If you play sports, you might be familiar with the ‘RICE’ method but it can also apply to you if you tend to stand a lot. When you start feeling a niggle or fear it might be coming, make sure you:

  • Rest - if you feel pain or discomfort, take it easy or stop. It might be dangerous for you to continue at the same pace without causing more damage. If you’re at work, it might be more difficult to take some time off. In this case, be religious about taking breaks and structuring your day so that your body gets more time off and can heal properly.

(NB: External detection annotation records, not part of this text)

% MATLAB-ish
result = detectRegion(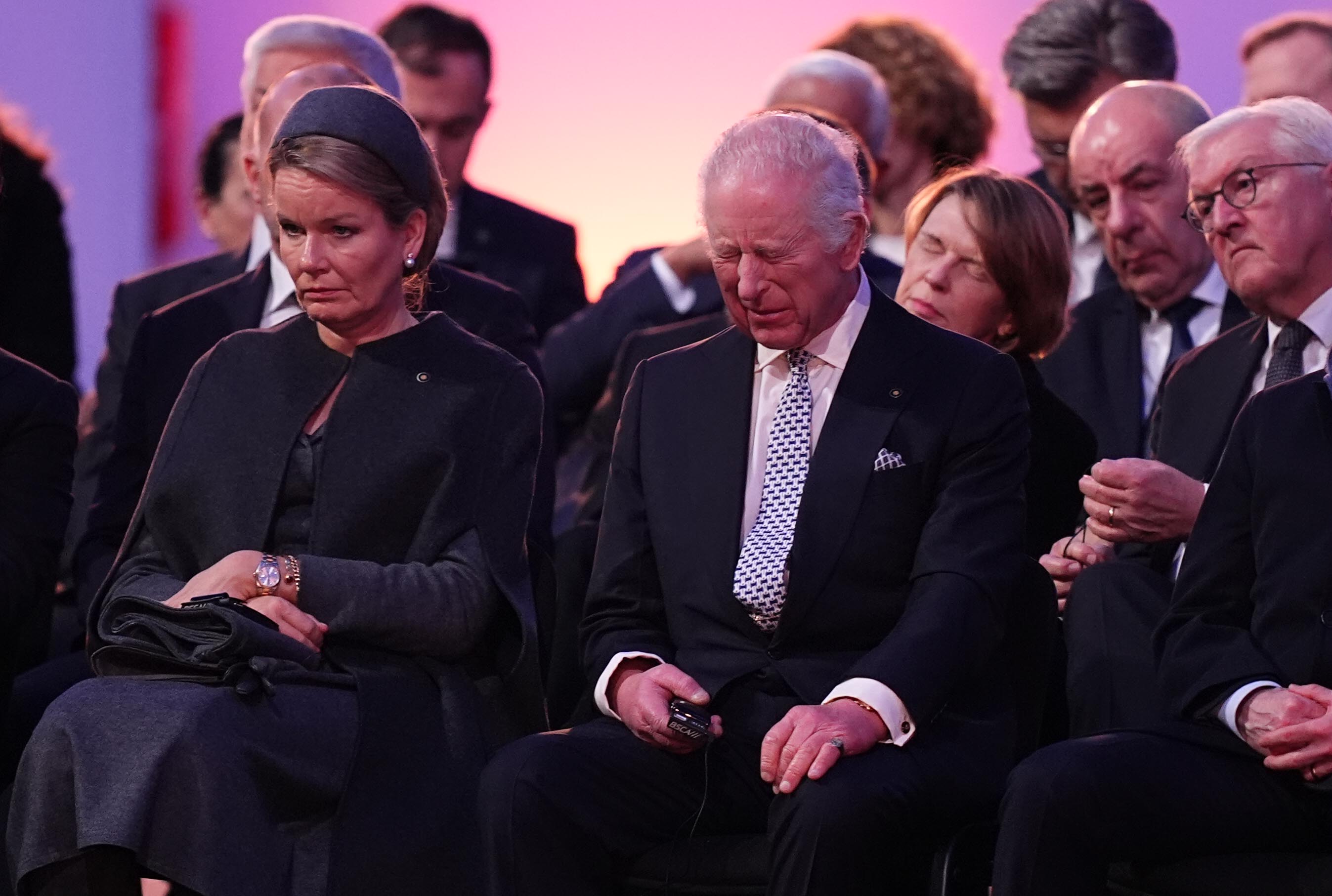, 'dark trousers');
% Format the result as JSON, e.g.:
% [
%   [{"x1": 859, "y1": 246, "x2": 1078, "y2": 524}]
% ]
[
  {"x1": 993, "y1": 732, "x2": 1332, "y2": 896},
  {"x1": 479, "y1": 674, "x2": 1004, "y2": 896},
  {"x1": 1064, "y1": 560, "x2": 1173, "y2": 737}
]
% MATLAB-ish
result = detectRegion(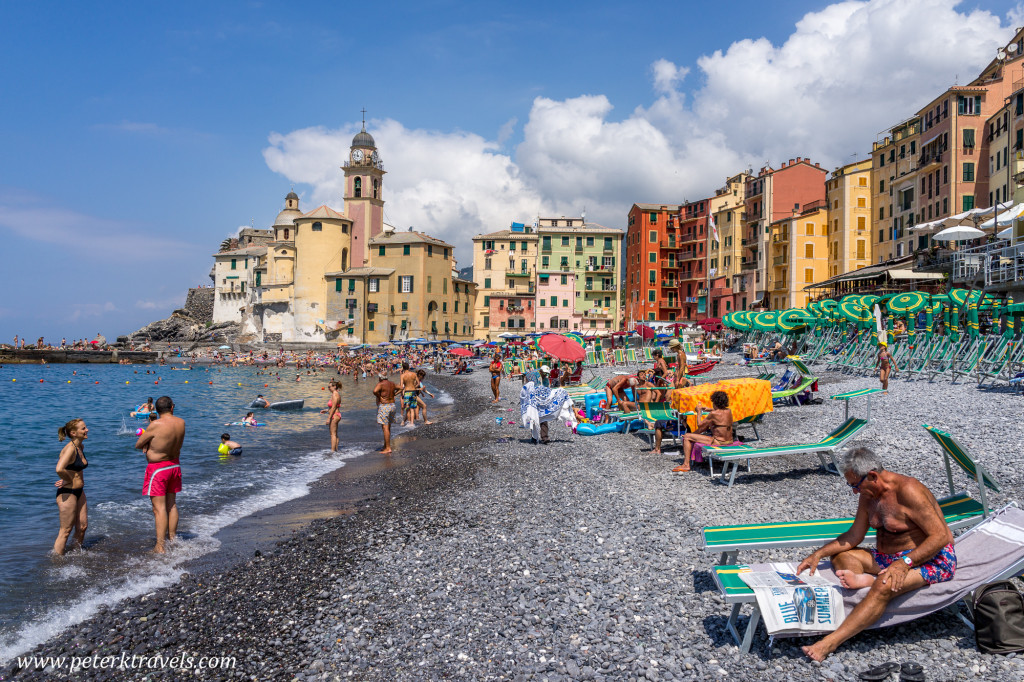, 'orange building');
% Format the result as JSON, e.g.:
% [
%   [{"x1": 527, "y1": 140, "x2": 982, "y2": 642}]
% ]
[{"x1": 625, "y1": 204, "x2": 682, "y2": 329}]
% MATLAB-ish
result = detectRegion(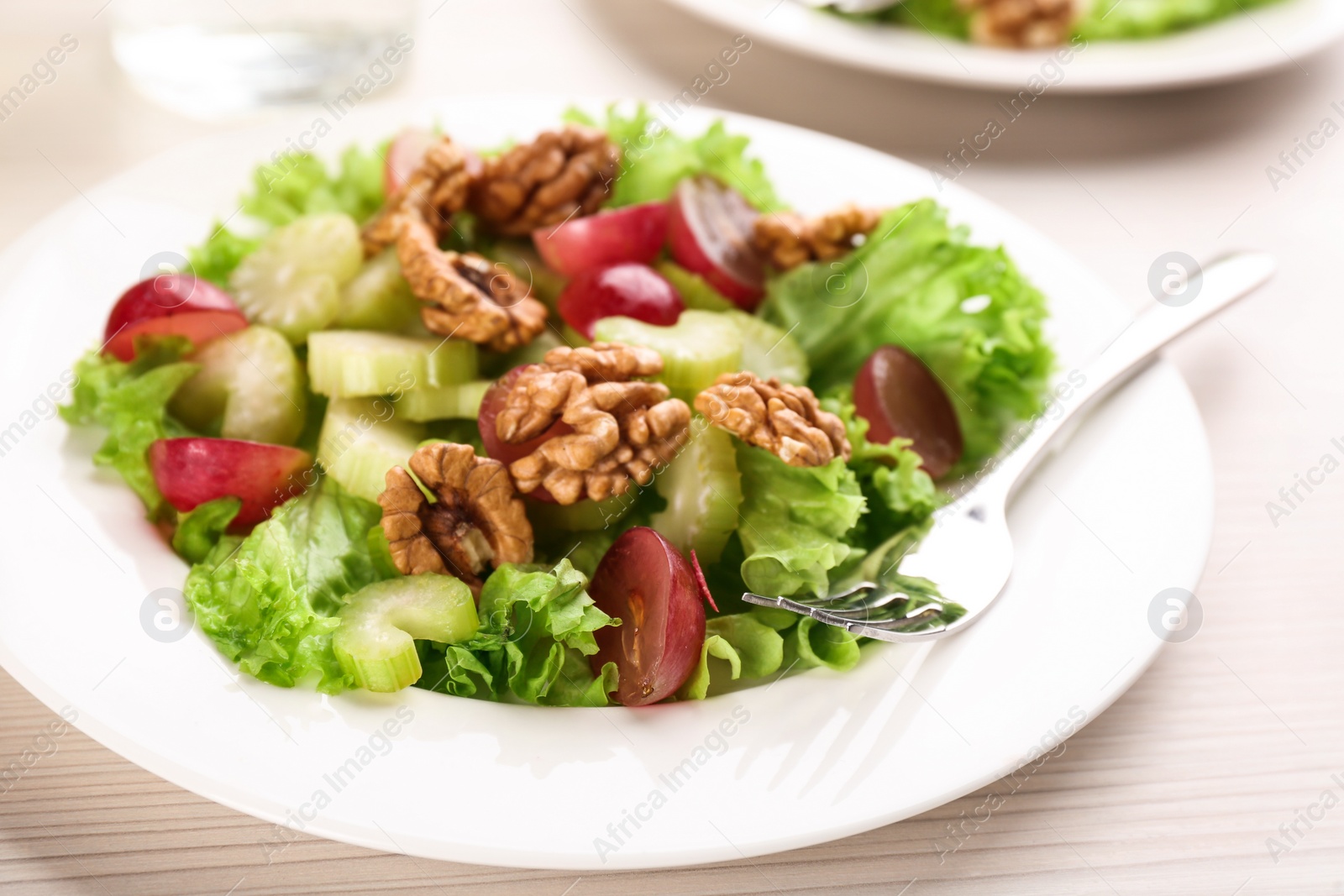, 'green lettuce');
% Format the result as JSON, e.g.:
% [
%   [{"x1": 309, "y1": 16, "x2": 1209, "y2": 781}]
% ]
[
  {"x1": 1074, "y1": 0, "x2": 1279, "y2": 40},
  {"x1": 186, "y1": 222, "x2": 260, "y2": 289},
  {"x1": 184, "y1": 477, "x2": 391, "y2": 693},
  {"x1": 762, "y1": 199, "x2": 1055, "y2": 469},
  {"x1": 677, "y1": 612, "x2": 797, "y2": 700},
  {"x1": 60, "y1": 344, "x2": 200, "y2": 518},
  {"x1": 564, "y1": 103, "x2": 784, "y2": 211},
  {"x1": 172, "y1": 498, "x2": 244, "y2": 563},
  {"x1": 726, "y1": 443, "x2": 865, "y2": 595},
  {"x1": 186, "y1": 144, "x2": 387, "y2": 287},
  {"x1": 829, "y1": 0, "x2": 970, "y2": 40},
  {"x1": 419, "y1": 558, "x2": 620, "y2": 706},
  {"x1": 785, "y1": 616, "x2": 860, "y2": 672},
  {"x1": 242, "y1": 146, "x2": 386, "y2": 227},
  {"x1": 822, "y1": 385, "x2": 942, "y2": 549}
]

  • Ice - apply ice packs for 15minutes at a time and repeat this as needed. Ice is a very efficient tool for recovery and rehabilitation in sports and if you don’t have any pack at home, frozen peas will do the trick too!
  • Compression - this will help blood to circulate to the rest of the limb. But careful, if it goes numb, release the bandaging or remove compression sock, elastic bandages… 
  • Elevate - Make sure to elevate the niggle. It will be higher than the heart, which means there will be less force within the damaged vessel and reduce swelling.

Switch to cross training

If you picked up a niggle during your latest run and you are unsure you can still train, switch to cross training to reduce impact. There will be plenty of options if you don’t fancy stepping on a cross trainer at the gym or if you want to avoid high impact sports. We promise you will definitely break a sweat anyway! But be aware, make sure your pick doesn’t endanger your existing pain. You can try out: rowing, swimming, cycling, yoga, walking, aqua jogging, rock climbing, cross country skiing, weight lifting, mountain biking…

Eat good food

This tip might not have a direct palpable effect on your niggle, but it has more effects than you think. An overall balanced diet will limit nutrient deficiencies, which will more likely impair your muscles’ ability to recover faster. To achieve this, limit ultra processed foods and meals, eat plenty of fruits and vegetables and protein. According to Healthline, it is recommended to get at least “1.4 to 1.8 grams of protein per kilogram of bodyweight”.

Sleep well and limit stress

Sleep has a significant impact on muscle recovery. If you have been standing on your feet, making sure that you sleep enough and improve your sleep quality might be an easy win to stay away from niggles or recover from one. How does it work? During deep sleep (representing 40% of total sleep time), brain is rested which means the blood supply available to muscles increases. It is then logical that more oxygen and nutrients are delivered to muscles, which help them heal and grow. So, instead of scrolling social media endlessly or watching another episodes, get to sleep!  

Seek out professional help

Despite all mentioned above, if pain is unbearable from the beginning, if you can’t put weight in the area or if your discomfort causes immobility, you should seek out advice from professionals. As adults, it is often very easy to discard injury as we’re often stretched with time and prefer thinking it will just go over time. But ultimately, an serious injury might get worse over time if it remains untreated. Without appropriate support, it might take more time to heal, and more importantly it might have an impact in your work, your sport etc.